“Where are your parents?”
“They’re dead,” said Harry shortly. He didn’t feel much like going into the matter with this boy.
“Oh, sorry,” said the other, not sounding sorry at all. “But they were our kind, weren’t they?”
“They were a witch and a wizard, if that’s what you mean.”
“I really don’t think they should let the other sort in, do you? They are not just the same, they’ve never been brought up to know our ways.”
The text above is an extract from Harry Potter and The Sorcerer’s Stone, the first book of the best-selling book series in history. The scene relates the first immersion of Harry into the world of the magic, exemplifying the bigotry of the “magical” people towards the muggles, the non-magical people shown in the novel. The term used by the author J. K. Rowling along with other terms like: Squib, which refers to a person with one or more magical parents yet without any magical power/ability, and from the term muggle-born, which refers to a person with magical abilities but with non-magical parents, are used along the novel series as derogative and offensive terms.
The scorn shown by characters in the books expands to the entire culture associated to non-magical people, like sports, mentioning Quidditch (the fantastical sport played on flying brooms) as the only sport allowed to watch.
When I read the book years ago, this situation drew parallelisms with real life, bigotry and racism has been prevalent in human civilization for thousands of years, active or dormant, but in recent years has reemerged into public eye, and it feels like if bigotry has never been so alive.
United Kingdom, the sovereign country birthplace of the wizard Harry Potter has been in the world’s news recently—over three years now—since the vote in the referendum ruled to leave the European Union.

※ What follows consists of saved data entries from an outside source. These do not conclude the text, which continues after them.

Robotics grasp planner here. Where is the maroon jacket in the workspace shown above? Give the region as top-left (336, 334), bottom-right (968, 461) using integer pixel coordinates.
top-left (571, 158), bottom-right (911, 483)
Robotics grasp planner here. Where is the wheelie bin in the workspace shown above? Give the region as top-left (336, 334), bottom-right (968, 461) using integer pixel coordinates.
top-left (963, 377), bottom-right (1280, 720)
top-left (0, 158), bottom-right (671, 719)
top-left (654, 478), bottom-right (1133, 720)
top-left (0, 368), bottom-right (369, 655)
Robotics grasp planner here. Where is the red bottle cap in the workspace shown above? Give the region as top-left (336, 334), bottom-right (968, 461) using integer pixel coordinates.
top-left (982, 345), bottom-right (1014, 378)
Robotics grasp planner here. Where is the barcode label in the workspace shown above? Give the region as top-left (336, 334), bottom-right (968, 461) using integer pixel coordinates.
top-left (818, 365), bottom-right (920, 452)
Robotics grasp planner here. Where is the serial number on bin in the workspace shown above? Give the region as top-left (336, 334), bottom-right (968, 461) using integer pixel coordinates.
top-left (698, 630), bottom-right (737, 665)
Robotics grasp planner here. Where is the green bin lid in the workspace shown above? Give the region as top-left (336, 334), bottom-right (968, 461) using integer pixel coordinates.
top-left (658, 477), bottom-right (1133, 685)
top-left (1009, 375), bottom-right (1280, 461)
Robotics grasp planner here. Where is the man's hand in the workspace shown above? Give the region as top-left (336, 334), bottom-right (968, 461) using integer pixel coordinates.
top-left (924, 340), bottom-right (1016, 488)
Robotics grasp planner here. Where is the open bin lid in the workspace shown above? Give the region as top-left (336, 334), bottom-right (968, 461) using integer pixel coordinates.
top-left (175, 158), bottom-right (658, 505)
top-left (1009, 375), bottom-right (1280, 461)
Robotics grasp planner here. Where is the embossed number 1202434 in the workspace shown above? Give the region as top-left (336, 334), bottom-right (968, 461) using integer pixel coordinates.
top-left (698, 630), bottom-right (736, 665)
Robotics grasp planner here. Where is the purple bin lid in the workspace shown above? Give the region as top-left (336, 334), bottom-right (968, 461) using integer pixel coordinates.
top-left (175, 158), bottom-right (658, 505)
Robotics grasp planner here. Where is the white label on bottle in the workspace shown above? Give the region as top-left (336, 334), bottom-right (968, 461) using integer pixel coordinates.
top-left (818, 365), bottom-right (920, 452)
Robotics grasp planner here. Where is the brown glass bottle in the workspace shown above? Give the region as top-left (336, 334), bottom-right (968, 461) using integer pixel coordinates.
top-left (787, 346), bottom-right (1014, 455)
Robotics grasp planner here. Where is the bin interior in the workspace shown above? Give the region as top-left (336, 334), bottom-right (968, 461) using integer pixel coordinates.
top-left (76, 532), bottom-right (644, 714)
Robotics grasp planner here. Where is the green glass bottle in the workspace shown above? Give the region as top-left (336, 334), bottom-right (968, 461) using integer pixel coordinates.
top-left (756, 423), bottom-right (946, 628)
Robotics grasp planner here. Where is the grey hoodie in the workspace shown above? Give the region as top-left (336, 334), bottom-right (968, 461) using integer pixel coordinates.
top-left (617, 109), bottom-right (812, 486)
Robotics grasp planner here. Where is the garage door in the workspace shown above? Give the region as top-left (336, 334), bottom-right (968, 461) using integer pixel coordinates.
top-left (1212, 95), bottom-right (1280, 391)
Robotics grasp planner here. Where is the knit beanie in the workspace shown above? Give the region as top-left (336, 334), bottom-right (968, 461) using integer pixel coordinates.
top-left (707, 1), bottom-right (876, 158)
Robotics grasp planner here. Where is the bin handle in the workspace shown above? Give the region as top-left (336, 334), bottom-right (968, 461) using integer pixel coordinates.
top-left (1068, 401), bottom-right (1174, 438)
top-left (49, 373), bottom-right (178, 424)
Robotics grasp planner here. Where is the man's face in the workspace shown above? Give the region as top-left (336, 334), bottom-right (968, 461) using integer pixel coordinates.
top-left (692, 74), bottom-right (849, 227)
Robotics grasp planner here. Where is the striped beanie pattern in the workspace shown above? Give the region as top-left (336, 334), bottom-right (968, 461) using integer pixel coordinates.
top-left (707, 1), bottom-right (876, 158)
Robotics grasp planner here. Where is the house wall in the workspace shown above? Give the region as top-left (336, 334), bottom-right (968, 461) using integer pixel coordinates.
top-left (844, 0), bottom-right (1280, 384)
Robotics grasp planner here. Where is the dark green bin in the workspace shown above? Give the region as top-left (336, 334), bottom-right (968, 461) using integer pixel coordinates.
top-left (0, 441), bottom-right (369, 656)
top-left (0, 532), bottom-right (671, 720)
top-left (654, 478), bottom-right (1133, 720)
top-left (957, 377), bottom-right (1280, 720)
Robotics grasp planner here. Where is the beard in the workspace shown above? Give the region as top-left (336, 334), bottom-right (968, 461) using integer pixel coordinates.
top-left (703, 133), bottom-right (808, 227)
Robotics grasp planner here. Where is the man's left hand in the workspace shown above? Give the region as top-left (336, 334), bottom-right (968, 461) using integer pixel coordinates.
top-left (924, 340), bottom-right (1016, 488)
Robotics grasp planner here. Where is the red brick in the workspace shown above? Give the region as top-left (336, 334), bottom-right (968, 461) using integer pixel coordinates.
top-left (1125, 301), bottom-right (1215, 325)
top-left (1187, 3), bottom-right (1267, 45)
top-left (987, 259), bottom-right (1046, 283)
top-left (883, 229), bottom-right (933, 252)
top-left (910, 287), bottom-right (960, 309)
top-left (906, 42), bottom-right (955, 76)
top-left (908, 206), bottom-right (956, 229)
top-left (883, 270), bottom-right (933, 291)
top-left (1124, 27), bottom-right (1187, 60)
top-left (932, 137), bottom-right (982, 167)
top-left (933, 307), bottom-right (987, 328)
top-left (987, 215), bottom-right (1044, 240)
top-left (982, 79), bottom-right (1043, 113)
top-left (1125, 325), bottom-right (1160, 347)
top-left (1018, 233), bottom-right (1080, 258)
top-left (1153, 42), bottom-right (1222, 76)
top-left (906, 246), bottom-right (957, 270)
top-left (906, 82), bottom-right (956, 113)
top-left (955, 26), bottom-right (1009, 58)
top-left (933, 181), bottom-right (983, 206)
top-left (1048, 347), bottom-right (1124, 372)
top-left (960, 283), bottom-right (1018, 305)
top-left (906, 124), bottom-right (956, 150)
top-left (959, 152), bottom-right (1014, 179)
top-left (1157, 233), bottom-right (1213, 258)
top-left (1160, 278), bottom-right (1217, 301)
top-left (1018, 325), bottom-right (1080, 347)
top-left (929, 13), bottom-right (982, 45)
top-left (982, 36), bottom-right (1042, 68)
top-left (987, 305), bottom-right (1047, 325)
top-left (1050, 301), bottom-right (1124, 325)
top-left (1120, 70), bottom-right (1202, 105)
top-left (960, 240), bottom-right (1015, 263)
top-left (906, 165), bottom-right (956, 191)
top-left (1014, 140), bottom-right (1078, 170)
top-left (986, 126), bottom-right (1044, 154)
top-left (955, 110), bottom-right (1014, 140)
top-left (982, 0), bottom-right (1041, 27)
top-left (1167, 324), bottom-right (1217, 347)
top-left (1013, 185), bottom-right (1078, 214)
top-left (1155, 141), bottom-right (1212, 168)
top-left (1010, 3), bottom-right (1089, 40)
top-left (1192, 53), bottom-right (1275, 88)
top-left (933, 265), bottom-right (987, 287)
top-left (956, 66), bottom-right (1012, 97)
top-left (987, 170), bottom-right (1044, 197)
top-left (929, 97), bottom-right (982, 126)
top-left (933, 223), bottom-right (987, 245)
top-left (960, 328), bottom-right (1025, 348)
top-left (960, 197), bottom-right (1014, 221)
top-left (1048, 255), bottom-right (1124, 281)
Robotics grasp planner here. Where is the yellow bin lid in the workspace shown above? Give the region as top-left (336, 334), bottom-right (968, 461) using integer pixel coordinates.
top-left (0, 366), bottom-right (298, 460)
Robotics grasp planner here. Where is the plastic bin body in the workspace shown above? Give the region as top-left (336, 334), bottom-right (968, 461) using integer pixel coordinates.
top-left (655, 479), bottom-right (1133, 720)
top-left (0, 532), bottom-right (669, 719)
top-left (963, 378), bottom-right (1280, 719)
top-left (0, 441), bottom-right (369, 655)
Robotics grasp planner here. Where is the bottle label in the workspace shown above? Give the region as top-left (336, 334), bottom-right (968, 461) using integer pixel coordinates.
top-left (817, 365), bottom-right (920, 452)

Many were the reasons listed for the pro-Brexit supporters, specially focusing in the cost of sustaining the bailout of countries like Greece, but up until this date, I want to assume the real reason for leaving the EU is clear for everybody: Migration. And more specifically, Muslim Migration.
As you might remember, in 2015, EU was engulfed with a refugee crisis, in which the EU countries accepted in welcoming Syrian refugees in their countries, but as its name states, it’s referred as crisis because the high number of people seeking asylum and the challenges set to local economies for refugee absorption. This sudden relocation of people with different religion and customs has caused frictions with the locals, even for the open-minded and tolerant European culture.
The position of UK in the matter was clear, they were not allowing the refugees in, so they preferred to leave EU, giving up to the benefits instead. Weeks away of having a “Hard” Brexit, or No-Deal, in which politicians could not agree in a plan for avoid a hard border between the two Irelands (which can lead to conflicts), a lot of pro-Brexit voters regret their choice with the imminent separation, however the ambience of intolerance towards migrants is still in the air.
And it’s in this time when Muslims are personas non-grata, I wonder if J. K. Rowling had written her bestseller now, this bigotry shown in her novels, could had use as source of inspiration the Muslims migrating to the EU? Could this different kind, this Non-magical people or Muggles be a representation of the Muslims? Which as cited by her character “They are not just the same, they’ve never been brought up to know our ways.”
When I read The Sorcerer’s Stone, I was surprised, not by the existence of the bigotry in the novel—as I said, it’s cultural, and I love the work of art that touches the subject in clever/prepositive ways—, but by the normalization of this behavior later on as Harry “blends” in the magical society and doesn’t challenge it in a meaningful way during the story. The novel tries to compensate this behavior with the usage of the Dursley’s, Harry’s adoptive family that abuses him, as the main referral of the concept of Muggle. Just to point out, in Harry Potter’s lore, Muggle is just people afraid of magic, and with no other negative trait, they are just basically humans. Then, why to be afraid of humans? Maybe Harry’s nemesis in the novel, Voldemort, a half-blood himself, has the answer:
“You think I was going to use my filthy Muggle father’s name forever? I, in whose veins runs the blood of Salazar Slytherin himself, through my mother’s side? I, keep the name of a foul, common Muggle, who abandoned me even before I was born, just because he found out his wife was a witch?”
In one word: Resentment.
Resentment is a persistent feeling of disgust or anger towards someone for considering him as the cause of certain offense or damage suffered and manifested in hostile words or acts…
… Acts of terrorism?
And I wonder, how rationalized is this fear by population? Or it’s already a phobia?
Something it’s certain, UK will endure a series of profound changes once it leaves the EU, and when the population fully grasps the economic inconvenience of whitdrawal, the feelings of resentment towards the Muslim population already living in the UK might grow, tensions could escalate and the access to platform Nine and Three-quarters might be restricted for the Muggles.